The unofficial buzz at Pulse was that SoftLayer founder and CEO Lance Crosby and his team now have the run of the house at IBM, so to speak. That was evident in everything the company talked about. Here are some of the numerous announcements at Pulse:
- Application Services: Building on top of the SoftLayer IaaS, IBM will build PaaS and SaaS offerings using CloudFoundry as its underpinning. As I reported earlier this week, IBM is a founding member of the new CloudFoundry foundation that Pivotal is spinning off (other members include Pivotal parent EMC, and its offspring VMware, along with Hewlett-Packard, Rackspace and SAP).
- BlueMix: To enable the PaaS capabilities in IBM's SoftLayer cloud, IBM launched BlueMix, which the company describes as orchestration software that enables dev-ops management of cloud infrastructure and applications. Designed to run on CloudFoundry public and private clouds, BlueMix will allow for rapid development of what IBM touts as "composable services." These services are API-based, IBM officials emphasized. The beta is available for download now.
- Database as a Service: Looking to offer database as a service for cloud and mobile apps, IBM realized its DB2 and Informix databases wouldn't cut it for many of today's modern apps. So the company said it has acquired Cloudant, a leading NoSQL database platform. Cloudant conveniently runs on the SoftLayer network. Because it handles all data as JSON documents, IBM said it will appeal to developers who don't have database programming experience and need to build Web-scale applications.
- Middleware to the Cloud: IBM will offer its key middleware offerings, specifically its WebSphere portfolio, as a service in the SoftLayer cloud. The company said there are 200 middleware patterns available from IBM and its partners.
- Systems Management as a Service: The company is extending its systems management tools to enable IT pros to optimize and manage workloads and applications both on-prem and in the cloud.
- Power on SoftLayer: Like most of the large cloud service providers, SoftLayer is based on x86 servers. Looking to provide higher levels of performance for high-performance scale computing, the company will offer its Power platform running Linux, as well. In addition to offering bare-metal servers, IBM will offer various solutions on Power running in the cloud, including several based on its artificially-intelligent computer platform Watson. Later in the year, IBM will also offer its DB2 BLU database and Cognos analytics solutions running on Power on SoftLayer.

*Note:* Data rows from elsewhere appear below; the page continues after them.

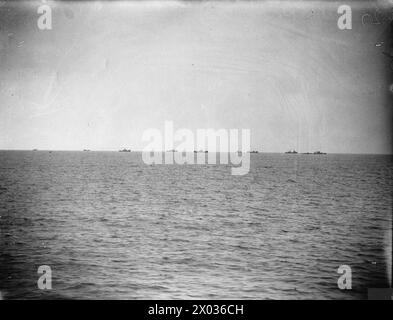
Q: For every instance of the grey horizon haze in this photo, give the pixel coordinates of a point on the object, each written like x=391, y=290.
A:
x=107, y=71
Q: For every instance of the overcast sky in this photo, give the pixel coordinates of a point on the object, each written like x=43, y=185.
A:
x=108, y=71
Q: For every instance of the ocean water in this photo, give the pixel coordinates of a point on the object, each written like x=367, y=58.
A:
x=112, y=227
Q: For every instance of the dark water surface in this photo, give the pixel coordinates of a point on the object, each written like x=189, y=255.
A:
x=113, y=227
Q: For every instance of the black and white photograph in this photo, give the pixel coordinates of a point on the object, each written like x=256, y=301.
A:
x=196, y=150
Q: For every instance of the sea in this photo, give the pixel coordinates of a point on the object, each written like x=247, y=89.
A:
x=110, y=226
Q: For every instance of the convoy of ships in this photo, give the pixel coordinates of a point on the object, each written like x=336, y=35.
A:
x=293, y=151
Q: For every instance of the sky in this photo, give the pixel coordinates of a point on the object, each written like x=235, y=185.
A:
x=107, y=71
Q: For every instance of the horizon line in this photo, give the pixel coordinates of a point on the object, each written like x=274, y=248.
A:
x=201, y=151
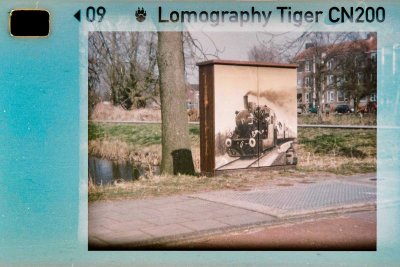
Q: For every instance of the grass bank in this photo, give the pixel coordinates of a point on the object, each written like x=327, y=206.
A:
x=331, y=151
x=338, y=119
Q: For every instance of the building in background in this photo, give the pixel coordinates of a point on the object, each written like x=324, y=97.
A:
x=337, y=74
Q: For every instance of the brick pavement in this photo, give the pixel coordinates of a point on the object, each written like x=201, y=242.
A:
x=135, y=224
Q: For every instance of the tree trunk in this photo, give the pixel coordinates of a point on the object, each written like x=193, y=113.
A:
x=176, y=153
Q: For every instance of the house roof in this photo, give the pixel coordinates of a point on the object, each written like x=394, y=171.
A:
x=367, y=45
x=246, y=63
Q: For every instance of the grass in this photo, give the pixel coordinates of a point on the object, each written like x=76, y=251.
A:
x=334, y=151
x=338, y=119
x=166, y=185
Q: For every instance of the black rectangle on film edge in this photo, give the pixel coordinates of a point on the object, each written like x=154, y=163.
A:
x=29, y=23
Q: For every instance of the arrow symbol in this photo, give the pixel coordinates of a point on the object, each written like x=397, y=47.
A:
x=78, y=15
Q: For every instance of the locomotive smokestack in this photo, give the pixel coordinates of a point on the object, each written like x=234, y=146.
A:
x=246, y=102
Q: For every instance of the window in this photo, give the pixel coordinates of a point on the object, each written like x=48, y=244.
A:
x=359, y=78
x=331, y=96
x=329, y=64
x=341, y=96
x=299, y=82
x=373, y=57
x=329, y=79
x=307, y=66
x=307, y=81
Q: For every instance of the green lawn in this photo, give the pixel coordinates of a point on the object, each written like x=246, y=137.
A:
x=135, y=134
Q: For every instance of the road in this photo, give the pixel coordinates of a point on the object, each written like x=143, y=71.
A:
x=352, y=231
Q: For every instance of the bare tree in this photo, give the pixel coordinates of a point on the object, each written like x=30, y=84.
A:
x=125, y=63
x=176, y=153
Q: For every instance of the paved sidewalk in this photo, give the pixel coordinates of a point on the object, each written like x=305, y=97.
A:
x=150, y=223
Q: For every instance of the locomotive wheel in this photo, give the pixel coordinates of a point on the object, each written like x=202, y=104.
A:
x=252, y=142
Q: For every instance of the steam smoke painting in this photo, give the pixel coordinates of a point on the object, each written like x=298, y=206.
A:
x=255, y=116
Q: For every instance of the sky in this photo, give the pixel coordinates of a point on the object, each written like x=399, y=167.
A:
x=233, y=46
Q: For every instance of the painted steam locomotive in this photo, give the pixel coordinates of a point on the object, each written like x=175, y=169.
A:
x=257, y=130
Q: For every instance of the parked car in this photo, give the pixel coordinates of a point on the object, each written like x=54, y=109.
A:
x=342, y=109
x=313, y=110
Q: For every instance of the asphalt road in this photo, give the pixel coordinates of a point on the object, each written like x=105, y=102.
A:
x=352, y=231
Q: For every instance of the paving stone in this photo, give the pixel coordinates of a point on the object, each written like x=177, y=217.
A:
x=200, y=225
x=167, y=230
x=250, y=218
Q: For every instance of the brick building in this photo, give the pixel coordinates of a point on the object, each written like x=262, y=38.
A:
x=342, y=73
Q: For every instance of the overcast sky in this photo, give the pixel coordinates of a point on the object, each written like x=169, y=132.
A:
x=234, y=45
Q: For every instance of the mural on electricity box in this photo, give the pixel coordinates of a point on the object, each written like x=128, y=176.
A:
x=255, y=116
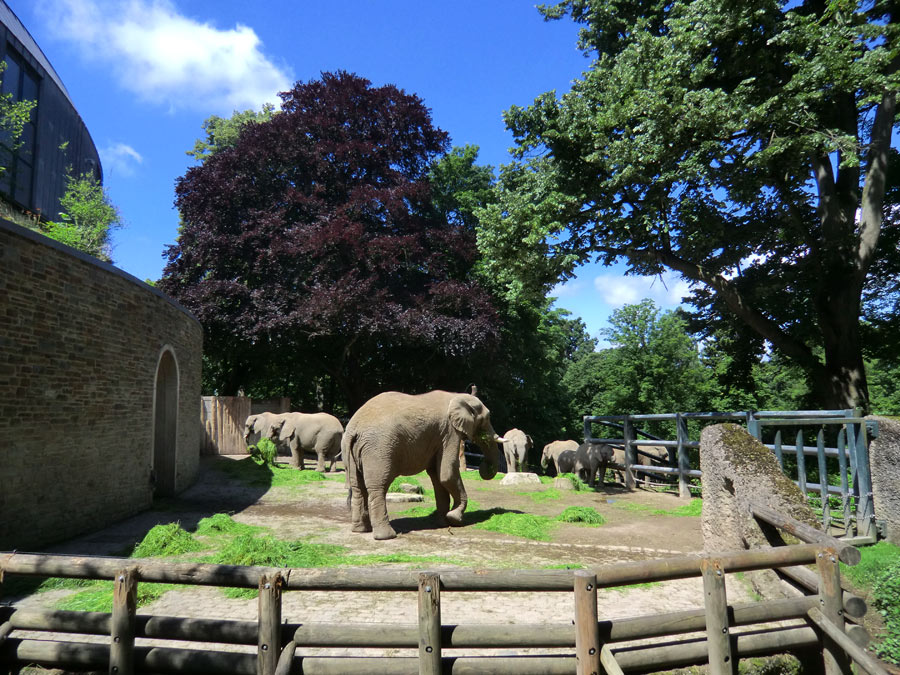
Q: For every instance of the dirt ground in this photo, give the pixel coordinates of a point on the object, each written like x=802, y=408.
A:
x=318, y=511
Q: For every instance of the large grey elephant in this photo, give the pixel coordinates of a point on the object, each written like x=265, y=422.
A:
x=647, y=454
x=516, y=446
x=257, y=427
x=395, y=434
x=311, y=432
x=592, y=459
x=554, y=450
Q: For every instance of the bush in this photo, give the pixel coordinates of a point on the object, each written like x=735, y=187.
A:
x=264, y=452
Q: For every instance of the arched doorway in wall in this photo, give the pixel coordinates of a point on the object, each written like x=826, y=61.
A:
x=165, y=425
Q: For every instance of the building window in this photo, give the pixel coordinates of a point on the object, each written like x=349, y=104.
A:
x=20, y=80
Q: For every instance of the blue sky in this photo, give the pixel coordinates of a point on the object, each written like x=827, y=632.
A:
x=144, y=74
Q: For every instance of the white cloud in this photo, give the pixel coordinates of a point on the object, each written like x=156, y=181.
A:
x=167, y=58
x=618, y=290
x=120, y=158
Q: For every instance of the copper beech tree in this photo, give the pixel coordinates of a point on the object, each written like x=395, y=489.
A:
x=311, y=252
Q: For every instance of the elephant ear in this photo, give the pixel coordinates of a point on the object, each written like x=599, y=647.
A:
x=462, y=416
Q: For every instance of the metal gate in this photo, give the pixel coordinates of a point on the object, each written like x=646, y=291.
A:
x=838, y=440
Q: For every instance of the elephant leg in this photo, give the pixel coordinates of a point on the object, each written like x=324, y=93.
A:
x=359, y=509
x=320, y=460
x=381, y=525
x=441, y=497
x=452, y=483
x=297, y=456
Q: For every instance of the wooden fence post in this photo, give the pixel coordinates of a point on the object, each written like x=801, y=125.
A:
x=716, y=604
x=587, y=630
x=269, y=638
x=429, y=624
x=684, y=464
x=832, y=606
x=630, y=451
x=121, y=648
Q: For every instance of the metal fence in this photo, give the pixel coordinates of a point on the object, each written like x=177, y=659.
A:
x=838, y=482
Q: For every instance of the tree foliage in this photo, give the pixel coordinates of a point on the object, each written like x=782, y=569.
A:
x=14, y=115
x=311, y=252
x=87, y=218
x=652, y=365
x=222, y=133
x=744, y=145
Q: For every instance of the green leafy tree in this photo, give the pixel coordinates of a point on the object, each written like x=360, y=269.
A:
x=14, y=115
x=744, y=145
x=222, y=133
x=652, y=366
x=87, y=218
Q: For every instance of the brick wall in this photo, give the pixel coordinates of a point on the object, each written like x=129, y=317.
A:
x=80, y=346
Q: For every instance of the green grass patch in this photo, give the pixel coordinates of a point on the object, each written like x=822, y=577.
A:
x=167, y=539
x=547, y=495
x=878, y=576
x=223, y=525
x=252, y=473
x=875, y=560
x=522, y=525
x=692, y=509
x=584, y=515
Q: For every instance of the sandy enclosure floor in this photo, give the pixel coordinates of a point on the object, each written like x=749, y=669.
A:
x=318, y=511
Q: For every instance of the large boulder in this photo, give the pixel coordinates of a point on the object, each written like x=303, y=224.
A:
x=884, y=459
x=739, y=470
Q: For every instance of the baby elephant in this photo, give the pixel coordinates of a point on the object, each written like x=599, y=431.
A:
x=562, y=454
x=591, y=460
x=313, y=432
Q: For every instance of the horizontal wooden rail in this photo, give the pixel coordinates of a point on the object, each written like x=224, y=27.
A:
x=846, y=553
x=351, y=579
x=639, y=658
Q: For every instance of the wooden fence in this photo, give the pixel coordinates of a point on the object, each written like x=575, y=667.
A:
x=811, y=623
x=849, y=455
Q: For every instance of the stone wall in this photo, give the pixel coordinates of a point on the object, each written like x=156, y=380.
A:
x=83, y=433
x=884, y=459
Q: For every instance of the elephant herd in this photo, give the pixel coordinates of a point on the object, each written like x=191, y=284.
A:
x=395, y=434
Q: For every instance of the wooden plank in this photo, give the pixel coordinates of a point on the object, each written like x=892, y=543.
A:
x=121, y=648
x=429, y=624
x=830, y=592
x=844, y=642
x=718, y=641
x=587, y=633
x=609, y=663
x=849, y=555
x=235, y=576
x=269, y=642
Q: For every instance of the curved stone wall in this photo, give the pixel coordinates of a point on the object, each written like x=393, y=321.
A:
x=99, y=392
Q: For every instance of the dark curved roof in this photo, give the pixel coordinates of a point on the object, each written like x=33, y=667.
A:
x=9, y=19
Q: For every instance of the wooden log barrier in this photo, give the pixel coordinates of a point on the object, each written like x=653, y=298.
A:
x=429, y=624
x=857, y=653
x=716, y=609
x=121, y=648
x=350, y=579
x=269, y=643
x=830, y=599
x=587, y=633
x=849, y=555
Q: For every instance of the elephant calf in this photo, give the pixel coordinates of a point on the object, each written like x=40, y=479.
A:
x=516, y=446
x=591, y=460
x=312, y=432
x=554, y=451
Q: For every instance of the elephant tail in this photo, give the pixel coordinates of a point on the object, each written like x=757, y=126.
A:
x=351, y=475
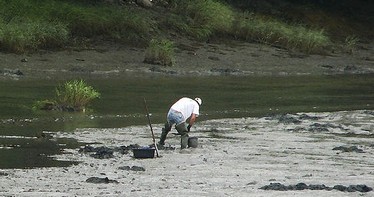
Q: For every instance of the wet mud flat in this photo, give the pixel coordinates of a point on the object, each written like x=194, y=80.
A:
x=235, y=157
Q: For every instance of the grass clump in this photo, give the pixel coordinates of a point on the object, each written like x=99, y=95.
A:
x=160, y=51
x=201, y=19
x=73, y=95
x=273, y=32
x=350, y=43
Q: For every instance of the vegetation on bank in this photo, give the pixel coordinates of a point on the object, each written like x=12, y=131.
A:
x=27, y=25
x=73, y=95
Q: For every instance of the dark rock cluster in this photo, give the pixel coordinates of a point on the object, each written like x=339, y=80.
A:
x=303, y=186
x=106, y=152
x=100, y=180
x=349, y=149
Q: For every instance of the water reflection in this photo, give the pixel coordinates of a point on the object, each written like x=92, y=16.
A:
x=122, y=105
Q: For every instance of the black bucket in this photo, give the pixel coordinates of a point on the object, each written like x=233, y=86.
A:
x=143, y=153
x=193, y=142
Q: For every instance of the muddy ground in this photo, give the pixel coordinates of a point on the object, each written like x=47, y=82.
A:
x=235, y=157
x=191, y=58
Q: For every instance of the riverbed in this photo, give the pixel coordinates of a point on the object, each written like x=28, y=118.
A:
x=235, y=157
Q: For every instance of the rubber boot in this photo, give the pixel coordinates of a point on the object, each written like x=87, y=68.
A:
x=182, y=130
x=164, y=133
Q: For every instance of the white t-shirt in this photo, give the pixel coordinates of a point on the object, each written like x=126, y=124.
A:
x=187, y=107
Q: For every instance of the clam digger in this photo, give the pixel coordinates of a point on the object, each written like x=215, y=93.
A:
x=185, y=109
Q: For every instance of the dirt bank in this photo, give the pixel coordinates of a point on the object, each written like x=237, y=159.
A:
x=235, y=157
x=191, y=58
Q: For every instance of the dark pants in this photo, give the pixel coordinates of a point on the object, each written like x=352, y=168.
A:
x=182, y=130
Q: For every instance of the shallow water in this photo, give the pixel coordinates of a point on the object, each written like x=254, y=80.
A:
x=22, y=130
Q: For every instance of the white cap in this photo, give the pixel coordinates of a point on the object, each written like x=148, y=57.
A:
x=198, y=100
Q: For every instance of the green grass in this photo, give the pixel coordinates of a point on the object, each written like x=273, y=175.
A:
x=73, y=95
x=27, y=25
x=160, y=51
x=272, y=32
x=201, y=19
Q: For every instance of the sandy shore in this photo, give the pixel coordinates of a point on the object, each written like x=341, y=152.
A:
x=235, y=157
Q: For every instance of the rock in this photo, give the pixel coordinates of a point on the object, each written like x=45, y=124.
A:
x=100, y=180
x=349, y=149
x=144, y=3
x=287, y=119
x=303, y=186
x=133, y=168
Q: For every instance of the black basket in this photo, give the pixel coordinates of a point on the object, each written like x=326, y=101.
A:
x=143, y=153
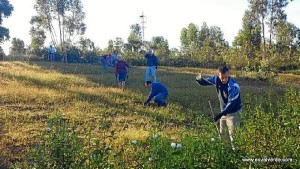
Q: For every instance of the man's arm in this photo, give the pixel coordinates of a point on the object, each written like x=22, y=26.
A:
x=234, y=92
x=206, y=81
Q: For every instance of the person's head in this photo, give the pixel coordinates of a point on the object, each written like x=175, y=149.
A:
x=148, y=83
x=223, y=73
x=119, y=57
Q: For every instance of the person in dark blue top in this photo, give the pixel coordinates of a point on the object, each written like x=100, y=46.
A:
x=159, y=93
x=152, y=63
x=228, y=91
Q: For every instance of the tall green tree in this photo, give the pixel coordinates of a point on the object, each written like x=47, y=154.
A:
x=5, y=11
x=249, y=38
x=38, y=36
x=260, y=8
x=17, y=47
x=64, y=16
x=160, y=46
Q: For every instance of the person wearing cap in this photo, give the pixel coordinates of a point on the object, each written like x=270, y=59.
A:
x=158, y=93
x=152, y=63
x=228, y=91
x=104, y=59
x=113, y=58
x=121, y=72
x=51, y=52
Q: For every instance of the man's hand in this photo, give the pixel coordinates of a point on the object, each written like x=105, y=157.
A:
x=199, y=76
x=217, y=117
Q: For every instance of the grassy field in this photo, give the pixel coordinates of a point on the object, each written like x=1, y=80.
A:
x=74, y=116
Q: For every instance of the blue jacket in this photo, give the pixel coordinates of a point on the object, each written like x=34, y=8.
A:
x=157, y=88
x=151, y=59
x=229, y=94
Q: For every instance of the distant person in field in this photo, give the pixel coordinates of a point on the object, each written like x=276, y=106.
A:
x=228, y=91
x=158, y=93
x=105, y=61
x=114, y=58
x=152, y=63
x=51, y=53
x=121, y=72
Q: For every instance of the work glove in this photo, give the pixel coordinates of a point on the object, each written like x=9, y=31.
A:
x=199, y=76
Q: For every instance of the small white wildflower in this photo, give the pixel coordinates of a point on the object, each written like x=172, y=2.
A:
x=173, y=145
x=178, y=145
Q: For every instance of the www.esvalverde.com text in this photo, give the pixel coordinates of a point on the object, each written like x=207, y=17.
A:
x=267, y=160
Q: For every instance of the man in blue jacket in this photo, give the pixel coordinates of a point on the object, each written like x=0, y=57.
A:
x=152, y=63
x=158, y=92
x=228, y=92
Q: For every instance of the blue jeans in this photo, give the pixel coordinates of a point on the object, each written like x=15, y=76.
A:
x=122, y=76
x=151, y=70
x=104, y=64
x=51, y=57
x=160, y=99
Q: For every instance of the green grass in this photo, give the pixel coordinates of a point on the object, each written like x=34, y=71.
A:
x=73, y=116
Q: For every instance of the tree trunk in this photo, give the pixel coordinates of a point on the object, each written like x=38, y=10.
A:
x=271, y=23
x=264, y=39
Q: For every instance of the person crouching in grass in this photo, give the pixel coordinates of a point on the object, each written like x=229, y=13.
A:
x=121, y=72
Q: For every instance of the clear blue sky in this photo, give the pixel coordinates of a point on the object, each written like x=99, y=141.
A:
x=108, y=19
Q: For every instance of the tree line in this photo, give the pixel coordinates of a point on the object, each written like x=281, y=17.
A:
x=267, y=41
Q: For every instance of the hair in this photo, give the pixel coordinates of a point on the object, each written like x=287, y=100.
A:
x=223, y=69
x=148, y=82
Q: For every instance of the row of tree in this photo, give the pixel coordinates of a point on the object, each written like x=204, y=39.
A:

Much of the attention centered around BlueMix, which will be the key enabler of moving traditional software to utility computing and application services, said Robert LeBlanc, senior VP for middleware in the IBM Software Group.
"BlueMix is really focused at the enterprise with a pre-integrated set of services to enable clients to build out the next generation of applications that combine systems of engagement and systems of record, all based on an open platform and a set of capabilities we're now moving as a service," LeBlanc explained. "We have shifted a lot of our technologists and our people to these new areas of opportunities."